Matousek soon realized he also wanted to help improve surgical care in the impoverished Caribbean country.
People in resource-poor countries bear a disproportionate burden of surgical disease, whether from advanced cancer, complicated childbirths, traffic accidents, infected wounds or burns. However, more than two billion people worldwide lack adequate access to surgical care, according to a 2010 study by Harvard School of Public Health (HSPH) investigators.
Now a clinical resident in surgery at BWH, Matousek is pursuing his dream. In July, he and colleague JaBaris Swain, MD, will inaugurate a new residency track in academic global surgery. The two-year Global Health Equity Residency in General Surgery is designed to train academic surgeons in the science and practice of surgical care delivery in austere settings. The residency, which augments the standard five-year surgical training requirements, is also designed to inspire research and policy leaders in the new field.
Matousek and Swain will pursue master’s degrees at HSPH, followed by a year of fieldwork (with Matousek in Haiti and Swain in Rwanda), before completing their surgical training in Boston. The track, housed in the BWH Center for Surgery and Public Health, is one of the few global surgery residencies in the U.S., said Associate Surgeon Robert Riviello, MD, MPH, who developed the program. “We’re seeking to build a cadre of people to engage as thought leaders in this field,” he said. “Our goal is to create a program that, over time, moves the needle of surgical care and delivery for destitute sick and injured populations.”

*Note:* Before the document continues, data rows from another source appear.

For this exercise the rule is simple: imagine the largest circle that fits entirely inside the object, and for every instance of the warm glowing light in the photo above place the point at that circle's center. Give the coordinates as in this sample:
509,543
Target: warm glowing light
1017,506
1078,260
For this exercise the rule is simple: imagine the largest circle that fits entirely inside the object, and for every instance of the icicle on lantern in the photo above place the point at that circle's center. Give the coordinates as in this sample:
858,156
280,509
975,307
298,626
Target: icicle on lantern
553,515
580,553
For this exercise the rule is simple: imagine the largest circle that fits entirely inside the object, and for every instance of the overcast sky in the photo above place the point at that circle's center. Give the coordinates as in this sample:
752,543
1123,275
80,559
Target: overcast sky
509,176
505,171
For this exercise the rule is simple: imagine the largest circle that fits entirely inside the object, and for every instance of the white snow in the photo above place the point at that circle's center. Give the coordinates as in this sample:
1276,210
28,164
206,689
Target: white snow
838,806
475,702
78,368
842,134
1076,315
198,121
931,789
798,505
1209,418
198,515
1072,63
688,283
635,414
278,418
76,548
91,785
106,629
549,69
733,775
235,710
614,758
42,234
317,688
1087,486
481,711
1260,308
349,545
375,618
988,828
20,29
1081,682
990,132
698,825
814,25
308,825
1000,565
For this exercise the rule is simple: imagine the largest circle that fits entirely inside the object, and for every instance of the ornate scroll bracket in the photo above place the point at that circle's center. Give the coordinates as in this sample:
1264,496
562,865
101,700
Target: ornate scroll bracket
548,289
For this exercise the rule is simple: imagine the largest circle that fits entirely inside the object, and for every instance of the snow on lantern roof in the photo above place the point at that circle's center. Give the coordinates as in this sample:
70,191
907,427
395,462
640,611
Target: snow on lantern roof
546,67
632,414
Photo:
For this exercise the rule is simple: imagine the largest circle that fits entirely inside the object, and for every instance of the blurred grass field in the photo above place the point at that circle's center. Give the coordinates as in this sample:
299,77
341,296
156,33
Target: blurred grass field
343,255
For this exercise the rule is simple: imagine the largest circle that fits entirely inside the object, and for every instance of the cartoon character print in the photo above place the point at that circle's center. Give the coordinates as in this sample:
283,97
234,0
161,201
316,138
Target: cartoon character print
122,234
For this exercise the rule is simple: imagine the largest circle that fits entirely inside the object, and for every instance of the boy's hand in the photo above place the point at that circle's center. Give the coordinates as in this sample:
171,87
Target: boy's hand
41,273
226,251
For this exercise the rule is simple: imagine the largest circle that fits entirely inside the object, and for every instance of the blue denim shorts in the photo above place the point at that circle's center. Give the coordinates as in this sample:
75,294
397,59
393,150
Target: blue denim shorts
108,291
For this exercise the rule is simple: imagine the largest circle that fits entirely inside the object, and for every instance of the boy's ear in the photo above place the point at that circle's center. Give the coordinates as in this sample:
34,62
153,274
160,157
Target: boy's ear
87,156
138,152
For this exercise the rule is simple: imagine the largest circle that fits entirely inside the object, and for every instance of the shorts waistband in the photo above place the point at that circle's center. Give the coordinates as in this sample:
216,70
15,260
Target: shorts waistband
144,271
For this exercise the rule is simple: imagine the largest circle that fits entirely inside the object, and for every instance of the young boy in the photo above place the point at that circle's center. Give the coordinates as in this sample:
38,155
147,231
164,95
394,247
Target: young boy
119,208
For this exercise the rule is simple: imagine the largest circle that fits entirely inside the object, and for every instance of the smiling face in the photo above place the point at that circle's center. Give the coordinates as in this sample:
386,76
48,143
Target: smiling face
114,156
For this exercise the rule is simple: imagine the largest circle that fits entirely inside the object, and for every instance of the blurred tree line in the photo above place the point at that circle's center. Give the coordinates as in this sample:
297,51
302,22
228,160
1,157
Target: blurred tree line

The residency builds on the international experiences of BWH surgical residents Gita Mody, MD, MPH, and Kendra Bowman, MD, PhD. It also expands on efforts at BWH and the wider Harvard community to promote health equity and relieve suffering near and far. For example, BWH faculty, students and colleagues have developed several low-cost surgical tools, among them a wound pump, a pulse oximeter and a safety checklist championed by Atul Gawande, MD, MPH.
“This is truly a ground-breaking effort, and one that promises to shape academic global surgery as a career track,” said Samuel Finlayson, MD, MPH, Kessler Director of the Center for Surgery and Public Health. “Our hope is to tap the Center for Surgery and Public Health’s expertise in rigorous health services research to address the significant challenges of surgical care delivery in resource poor settings. We thank many people for getting this program off the ground, especially Dr. (Michael) Zinner and Dr. (Betsy) Nabel. Their support has been invaluable.”
Zinner, BWH’s surgeon in-chief and the Mosely Professor of Surgery, noted that establishing this program has been a key milestone for the Center for Surgery and Public Health.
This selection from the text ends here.